Les bras croisés, elle lui lança un regard hautain et le plus glacial quelle avait en réserve. Que elle ! Hermione Granger, la studieuse Gryffondor fasse des catastrophes dans le travail ! Ca ne s'était jamais vu et ça ne se verrait jamais ! Pour qui la prenait-il à la fin ? Pour la dernière des idiotes ?
- La confiance règne à ce que je vois !
- Ce travail c'est toute ma vie, et tu n'es pas spécialisé dans le domaine des affaires, tu n'aurais jamais dû faire ça.
Reprit-il avec un peu moins d'aigreur mais toujours aussi agacé. Il détestait quelle prenne ce genre d'initiative.
- Ca je le sais très bien figure toi. Je me demande même s'il ne passe pas avant moi ce maudit travail. Renchérit Hermione avec amertume.
Elle se leva du lit ou elle était assise. Draco ouvrit la bouche pour répliquer mais sa fiancée ne lui en laissa pas l'occasion.
- Tu étais dans un sale état et cette réunion était primordiale alors qu'est ce que j'aurais du faire d'après toi ? Rester les bras croisé à attendre que ça se passe comme une gentille fille ? Je l'ai fais pour toi, pour te rendre service et t'éviter des ennuis.
Finissant sa tirade, elle lui tourna le dos et baissa la tête, parlant cette fois bien plus bas.
- Je n'aurais jamais cru me heurter à autant de mépris et d'ingratitude…Elle eut un petit rire pincé. Si jamais su….je me serais abstenu.
Elle reprit son téléphone et sa baguette sur la table de chevet à la vitesse de l'éclair. Malfoy tendit la main mais elle déclara :
- Je m'en vais. Reposes toi bien.
- Hermione attend ! Hermione !
Sourde à ses appels, elle quitta la chambre à grands pas, récupéra son sac et son manteau et sortit.
Furieux, Draco envoya valser la bouteille de potion et le verre propre qui dormait sur la table de chevet. Il s'en voulait d'être aussi emporté mais ça avait été plus fort que lui. Pourquoi fallait-il toujours quelle veille lui prouver sa supériorité ?! Il avait eu des raisons de crier alors il ne s'excuserait pas ! Un point c'est tout ! Elle était trop fière et miss-je-sais-tout ça lui servirait de leçon de faire des choses en douce. Elle reviendrait lui demander pardon il en était sur !

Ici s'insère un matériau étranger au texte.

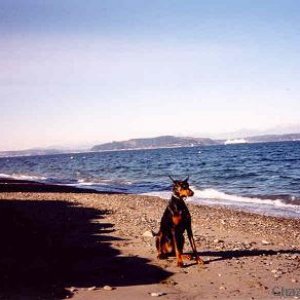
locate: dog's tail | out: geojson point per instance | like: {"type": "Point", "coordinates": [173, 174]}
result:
{"type": "Point", "coordinates": [154, 233]}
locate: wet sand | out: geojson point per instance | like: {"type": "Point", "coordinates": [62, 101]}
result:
{"type": "Point", "coordinates": [72, 244]}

Mais, hélas, Draco déchanta vite. Il n'eut aucune nouvelle d'Hermione ni ce soir là, ni même la journée qui suivit. Ils dinaient pourtant ensemble le soir même à Malfoy Manor afin quelle soit officiellement présenté à Narcissa. Il ne lui écrirait pas le premier ! Hors de question ! Ca serait une marque de faiblesse !

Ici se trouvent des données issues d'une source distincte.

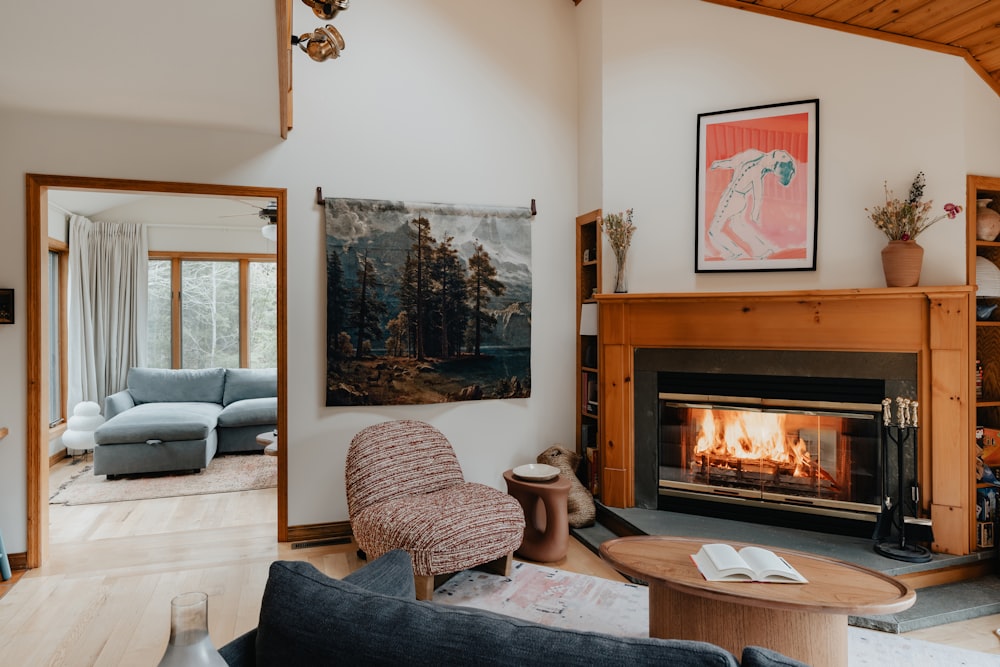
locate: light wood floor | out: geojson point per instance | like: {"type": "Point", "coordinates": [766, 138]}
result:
{"type": "Point", "coordinates": [103, 597]}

Allant de mieux en mieux, il avait pu se lever de son lit pour aller dans le salon enveloppé dans son épais peignoir de chambre. Il vit sur la table basse, sa baguette ainsi que son ordinateur et ses dossiers. A son retour elle les lui avait ramenés sachant très bien à quel point monsieur tenait à son travail. Le temps c'est de l'argent s'évertuait-il à répéter. Combien de fois l'avait-elle entendu dire. Ce luxueux duplex semblait à présent bien froid sans elle…mais il ne lui écrirait pas, il avait sa fierté.